2009年03月23日

バラク・オバマと7つのアメリカ

2009年、第44代アメリカ合衆国大統領に民主党のバラク・オバマ氏が就任しました。
史上初の黒人大統領は、いかにして誕生したのか。その複雑なプロセスを越智道雄氏が追いました。



誰がオバマを大統領に選んだのか

アメリカは北から順に4つの文化圏に分けられ、それぞれの担い手は、出自も移民した時期も異なります。
北部帯文化圏
移民第2波で、ニューイングランドに上陸したピューリタン。民主的に運営される共同体(タウンシップ)は、WASP文化の良き遺産。
ミッドランド文化圏
クェーカー教徒による移民第3波。他宗派・他民族に寛容で、女性の地位も高い。
高地南部文化圏
最後発の移民で、荒涼たるアパラチア山脈に入植した荒くれ者。終末思想・キリスト教右翼と親和性が高い。歴代大統領を最も多く輩出している集団でもある。
沿岸南部文化圏
ヴァージニアに入植した最初の移民たち。イギリスから奴隷制度を持ち込んだ。
※WASP=White,Anglo Saxon,Protestant(白人・アングロサクソン・プロテスタント)
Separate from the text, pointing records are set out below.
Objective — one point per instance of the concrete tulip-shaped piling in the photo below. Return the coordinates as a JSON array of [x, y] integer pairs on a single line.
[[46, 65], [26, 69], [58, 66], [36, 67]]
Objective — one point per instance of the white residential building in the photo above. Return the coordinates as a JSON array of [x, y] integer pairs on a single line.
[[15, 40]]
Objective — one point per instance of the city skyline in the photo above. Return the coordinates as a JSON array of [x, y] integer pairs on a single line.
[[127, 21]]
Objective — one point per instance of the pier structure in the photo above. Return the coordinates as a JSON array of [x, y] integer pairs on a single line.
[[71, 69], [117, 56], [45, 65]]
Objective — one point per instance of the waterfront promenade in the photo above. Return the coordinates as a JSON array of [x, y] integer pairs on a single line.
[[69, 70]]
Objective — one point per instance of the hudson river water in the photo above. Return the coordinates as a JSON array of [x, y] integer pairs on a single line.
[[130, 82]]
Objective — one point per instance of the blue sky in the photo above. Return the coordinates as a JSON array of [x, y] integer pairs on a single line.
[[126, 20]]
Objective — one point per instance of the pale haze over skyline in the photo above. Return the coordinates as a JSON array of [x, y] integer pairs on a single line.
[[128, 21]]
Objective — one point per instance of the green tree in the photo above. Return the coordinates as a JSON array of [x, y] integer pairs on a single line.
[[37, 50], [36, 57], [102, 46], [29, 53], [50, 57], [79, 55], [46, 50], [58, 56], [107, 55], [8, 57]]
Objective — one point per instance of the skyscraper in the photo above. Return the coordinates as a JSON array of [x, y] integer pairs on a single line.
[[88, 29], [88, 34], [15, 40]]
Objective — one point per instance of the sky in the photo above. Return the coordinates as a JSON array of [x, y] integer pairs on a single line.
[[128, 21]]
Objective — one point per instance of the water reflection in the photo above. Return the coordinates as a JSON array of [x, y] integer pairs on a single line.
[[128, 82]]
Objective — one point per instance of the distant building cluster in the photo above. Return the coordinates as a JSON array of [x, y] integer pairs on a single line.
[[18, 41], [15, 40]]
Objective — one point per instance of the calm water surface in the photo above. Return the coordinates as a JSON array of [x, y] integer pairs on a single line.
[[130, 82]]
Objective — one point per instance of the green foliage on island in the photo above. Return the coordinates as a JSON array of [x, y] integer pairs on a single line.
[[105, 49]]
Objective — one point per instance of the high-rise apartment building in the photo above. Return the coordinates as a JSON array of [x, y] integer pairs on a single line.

以上に加えて、さらに3つの文化圏を見だすことができます。
大盆地文化圏
モルモン教徒の聖地・ソルトレイクシティ周辺。
大ニューヨーク文化圏
数多くの人種が混在する、非WASPの首都。
南カリフォルニア文化圏
有色人種の人口が白人を上回る、ロサンゼルスが中心。

オバマ氏を支持したのは、ミレニアルズ(またはジェネレーションY)と呼ばれる人種を超えた若年層と、タウンシップの精神を継承する高給取りの白人男性層でした。
黒人とはいえ白人女性を母にもつオバマ氏は、奴隷の子孫ではなく(Obamaはアフリカ姓)、公民権運動への参加経験もありません。そのため当初は、黒人層の間でも彼への反発がありました。
しかも彼はアメリカ本土ではなく、ハワイ州の生まれ。オバマ氏はアメリカ社会における、絶対的アウトサイダーだったのです。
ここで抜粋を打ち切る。